The pee, Feldman thought, embarrassed. He looked down at his pants and touched one palm of his trouser leg. It was still damp. The altitude — pee didn’t dry. That deputy bastard.

“I told you,” Feldman said, “you want evidence? There’s evidence. Send my piss to your crime lab.”

The warden moved suddenly and grabbed Feldman’s trousers, bunching the damp material in his fist, squeezing it. “That,” he said, “that’s nothing. I smell you .”

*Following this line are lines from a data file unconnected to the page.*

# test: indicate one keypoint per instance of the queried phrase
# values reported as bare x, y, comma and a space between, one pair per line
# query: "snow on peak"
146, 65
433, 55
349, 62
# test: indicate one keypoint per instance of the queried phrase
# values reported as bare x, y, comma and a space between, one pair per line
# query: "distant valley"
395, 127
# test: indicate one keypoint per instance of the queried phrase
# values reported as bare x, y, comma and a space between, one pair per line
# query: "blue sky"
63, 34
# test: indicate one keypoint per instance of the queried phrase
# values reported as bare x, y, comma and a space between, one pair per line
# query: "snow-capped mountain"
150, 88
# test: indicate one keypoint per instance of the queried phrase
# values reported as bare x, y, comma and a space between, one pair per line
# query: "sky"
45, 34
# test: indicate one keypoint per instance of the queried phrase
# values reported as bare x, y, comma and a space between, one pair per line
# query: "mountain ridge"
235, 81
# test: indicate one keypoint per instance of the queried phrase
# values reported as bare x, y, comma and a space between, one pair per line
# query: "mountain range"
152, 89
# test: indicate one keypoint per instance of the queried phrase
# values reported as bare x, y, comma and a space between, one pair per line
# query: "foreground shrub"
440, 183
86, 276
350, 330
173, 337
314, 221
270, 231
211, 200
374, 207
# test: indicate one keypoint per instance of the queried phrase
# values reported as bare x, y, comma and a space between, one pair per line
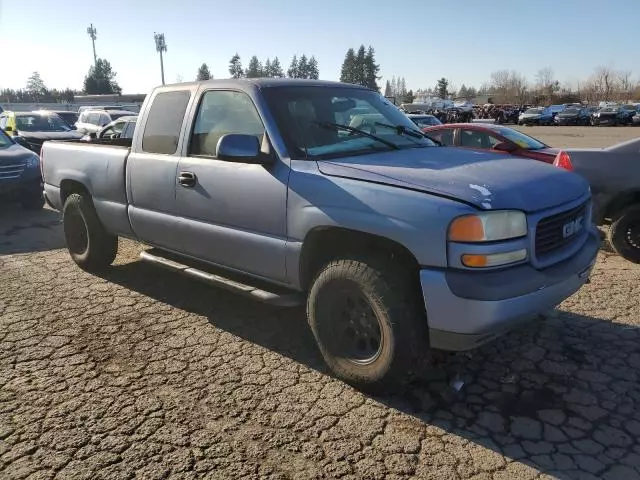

“What do you mean?” Feldman said, genuinely angry. “What kind of thing is that to say? What kind of way is that for a warden to talk? The deputy was ignorant, but you’re supposed to know better. I won’t be insulted by you, by someone in authority. I’m warning you. I have plenty of friends in this state.”

“You still think this is a game, don’t you?” the warden said. “You still think some philosophical cat and mouse is going on here. You bad clown, you wicked fool with your nonsensical impersonations and your miming and your boastful confessions. You bad, silly man, this is no game. Can you understand? You’re here for a year in this state’s licensed penitentiary, and it’s no game. There are no tape recorders. When I want you to confess I’ll have you beaten up and you’ll confess. Do you understand?”